В открытую дверь заглянула Мануэла — она заступает на работу в половине девятого — и уже открыла рот, чтобы что-то сказать, как вдруг увидела сидящую перед чашкой чая девочку.

— Заходите, — сказала я. — Мы с Паломой решили перекусить и поболтать.

Мануэла подняла бровь. По-португальски это должно означать: что она тут делает? Я легонько пожала плечами. Мануэла озадаченно поджала губы, но, изнывая от нетерпения, все же спросила:

— Ну как?

— Вы можете зайти попозже? — спросила я и весело улыбнулась.

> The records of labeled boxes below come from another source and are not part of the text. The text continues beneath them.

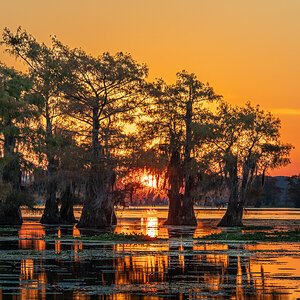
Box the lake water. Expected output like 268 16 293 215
0 207 300 300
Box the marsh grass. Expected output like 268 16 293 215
198 229 300 242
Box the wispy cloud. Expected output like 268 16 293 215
271 108 300 115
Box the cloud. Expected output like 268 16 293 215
271 108 300 116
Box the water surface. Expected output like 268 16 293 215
0 207 300 299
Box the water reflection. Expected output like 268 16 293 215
0 211 300 300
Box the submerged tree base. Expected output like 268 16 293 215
218 203 244 227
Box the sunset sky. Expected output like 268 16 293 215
0 0 300 175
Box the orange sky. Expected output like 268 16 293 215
0 0 300 175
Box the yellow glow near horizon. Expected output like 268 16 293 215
0 0 300 175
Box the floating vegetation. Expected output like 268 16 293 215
76 232 161 242
0 227 17 232
198 229 300 242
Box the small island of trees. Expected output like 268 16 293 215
0 28 296 228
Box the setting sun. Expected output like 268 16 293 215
141 175 157 188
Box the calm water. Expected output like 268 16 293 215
0 207 300 299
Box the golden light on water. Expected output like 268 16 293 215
146 217 158 237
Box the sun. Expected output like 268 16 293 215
141 175 156 188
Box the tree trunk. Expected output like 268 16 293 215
0 203 23 225
181 176 197 226
77 108 117 228
77 176 116 228
218 201 244 227
40 98 60 224
60 183 77 224
40 179 61 224
165 151 181 225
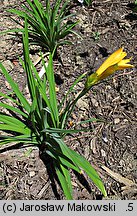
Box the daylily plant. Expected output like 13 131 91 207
85 48 133 89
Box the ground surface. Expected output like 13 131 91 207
0 0 137 199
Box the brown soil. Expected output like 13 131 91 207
0 0 137 200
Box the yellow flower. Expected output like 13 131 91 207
85 48 133 88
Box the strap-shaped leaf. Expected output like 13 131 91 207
55 162 73 200
0 63 30 113
70 149 107 196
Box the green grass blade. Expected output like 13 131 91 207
70 149 107 196
0 124 31 134
0 102 28 118
46 54 59 127
42 128 90 136
54 137 81 173
0 114 26 127
55 162 73 200
0 63 30 113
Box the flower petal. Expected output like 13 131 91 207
96 48 127 76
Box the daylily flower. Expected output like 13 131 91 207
85 48 133 89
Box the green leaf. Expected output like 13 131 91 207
0 124 30 134
0 63 30 113
46 54 59 127
0 102 28 118
55 162 73 200
70 149 107 196
41 128 90 136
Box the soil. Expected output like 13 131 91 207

— Ну-ну! — понимающе кивнула Мануэла, увидев эту улыбку. — Ладно, зайду потом, как обычно. — Она опять взглянула на Палому и прибавила: — Попозже. — И вежливо простилась: — До свидания, мадемуазель.

— До свидания, — ответила Палома и первый раз за все время улыбнулась, какой-то вялой, похожей на гримаску улыбкой, от которой у меня защемило сердце.

— Тебе пора домой, — сказала я. — А то родители будут беспокоиться.

Она встала, нехотя пошла к двери и прежде, чем выйти, сказала:

— Несомненно, вы очень умная. — И, не дождавшись ответа (я онемела от изумления), заключила: — Вы нашли отличное укрытие.